こういう「悪い考え」はリリには難しいだろう。
「ふぅふぅ。お腹いっぱいなの」
「良かったね、ナオミちゃん」
当のリリ。
ナオミの口元が汚れているのを拭ってくれている。
「もちろん、貴族連合がカレリアを現実に襲ってくるなら、その軍は僕が倒します。カレリアに住む子供たちが犠牲になるのは嫌ですから。僕なら、実際に襲うよりは共和国に対しての政治的宣伝に使いますね。オタクの国内でウチよりも国民を酷いめに合わせているのは、どうしてかと」
「貴族の横暴から民を守る為に立ち上がったのが共和国だが、その共和国所属な都市がとんでもない事をしていたら、外聞は悪いな。なるほど、それで共和国上層部を動かすという事かな、トシ殿」
「ええ、伯爵様。現在、カレリアが酷いことをしていても、共和国が知らんぷりなのは、裏に何か理由がありそうですから」
工員少年が言っていたように、奴隷商とも懇意な付き合いがあるのを奴隷制廃止をしている共和国が放置しているのも気になる。

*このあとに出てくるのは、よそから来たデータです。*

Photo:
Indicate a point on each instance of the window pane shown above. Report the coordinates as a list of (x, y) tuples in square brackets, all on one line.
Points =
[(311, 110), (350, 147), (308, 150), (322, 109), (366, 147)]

「ナオミ。思い出すのは苦しい事かもしれないけれど、僕と別れて以降の事を伯爵様にも話してくれないか?」
「いいよ、お兄ちゃん。伯爵様には一杯助けてもらったし。そういえば、わたしもお兄ちゃんに聞きたいことがあるの」
満腹になり、リリやエヴァさんに可愛がられているナオミ。
僕は、これまでの事を詳しく話してもらえるよう頼んでみた。
……僕も、ざっとしか聞いていなんだ。迂闊に聞いてトラウマを刺激しても嫌だし。で、ナオミ。一体、僕に何を聞きたいんだろうか?

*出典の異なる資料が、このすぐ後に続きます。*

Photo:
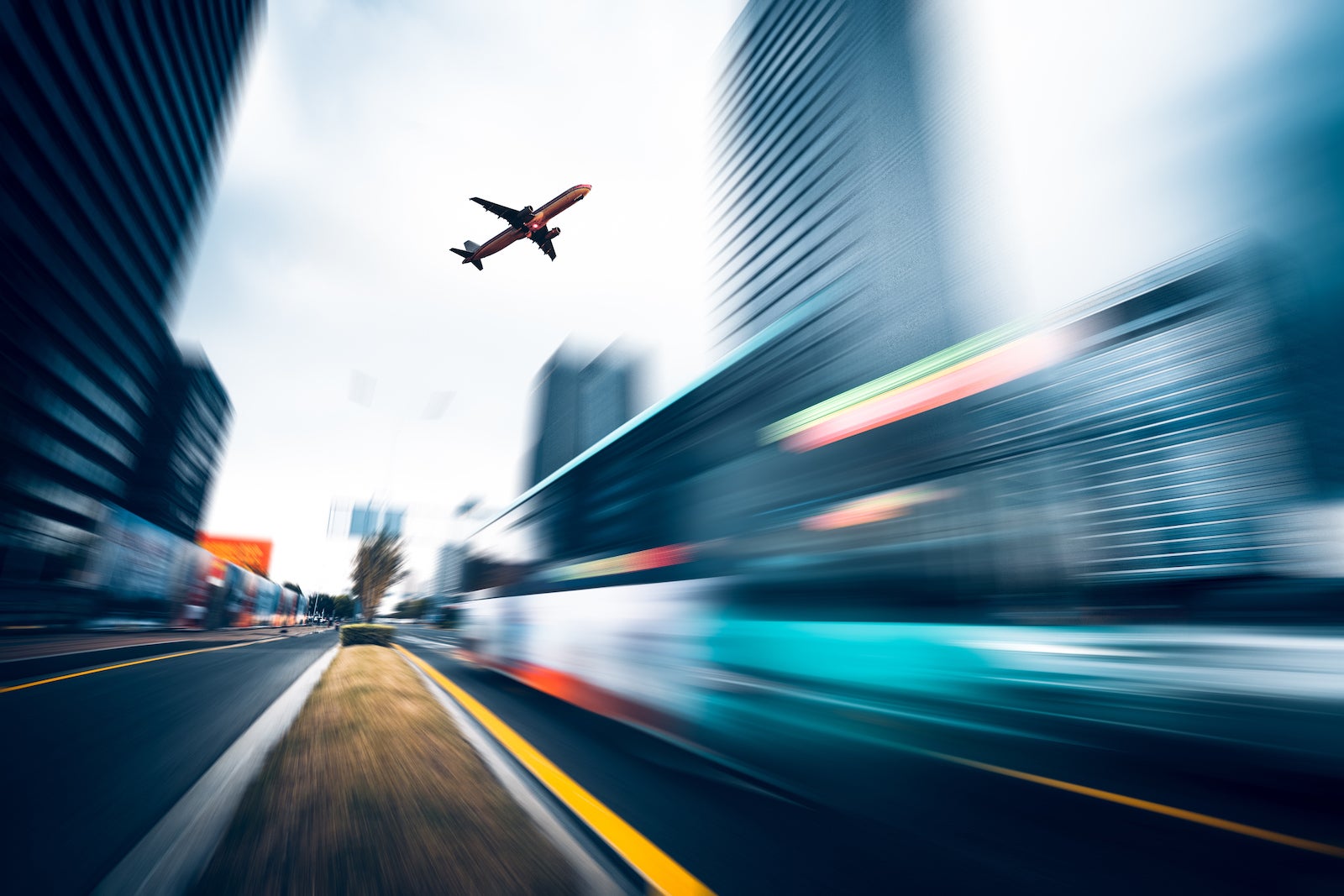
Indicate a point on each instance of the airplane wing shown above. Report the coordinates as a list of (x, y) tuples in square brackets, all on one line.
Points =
[(543, 242), (512, 215)]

「一体、誰がお兄ちゃんの彼女さんなの? お兄ちゃんの周り、素敵なお姉さんばかりいるのが、最初から気になってたの。可愛いリリちゃん? ツンデレお姉さんのエヴァさん? もしかして、歳上魅力満載のアカネお姉さん?」
「ぐ! い、一体、何を思って、この場でそんな事を聞くのかなぁ……。は、ははは……」
「だって、全員が居る場所で聞かなきゃ、不公平でしょ? オンナノコはそういうの気にするんだよ? お兄ちゃん、もっと女性心理を勉強しなきゃ」
ナオミの「一撃」で食堂は騒然としだした。
「そんなの、リリに決まってるの! ね、トシおにーちゃん」
「わ、わたしは行く先が無くなったのをトシとリリちゃんに拾ってもらったから……。で、でもトシは嫌いじゃないわ」
「へー。妹ちゃんから見たら、トシ坊はアタシをそんな風に見てるように感じるんだ。面白いわね」
……えー。これ、どうやったら落ち着くのぉ! 地雷しか埋まってないぞー、これ。
結局、このまま誰がどうとかで話題沸騰し、ナオミから過去の話が語られたのは、一時間後だった、まる。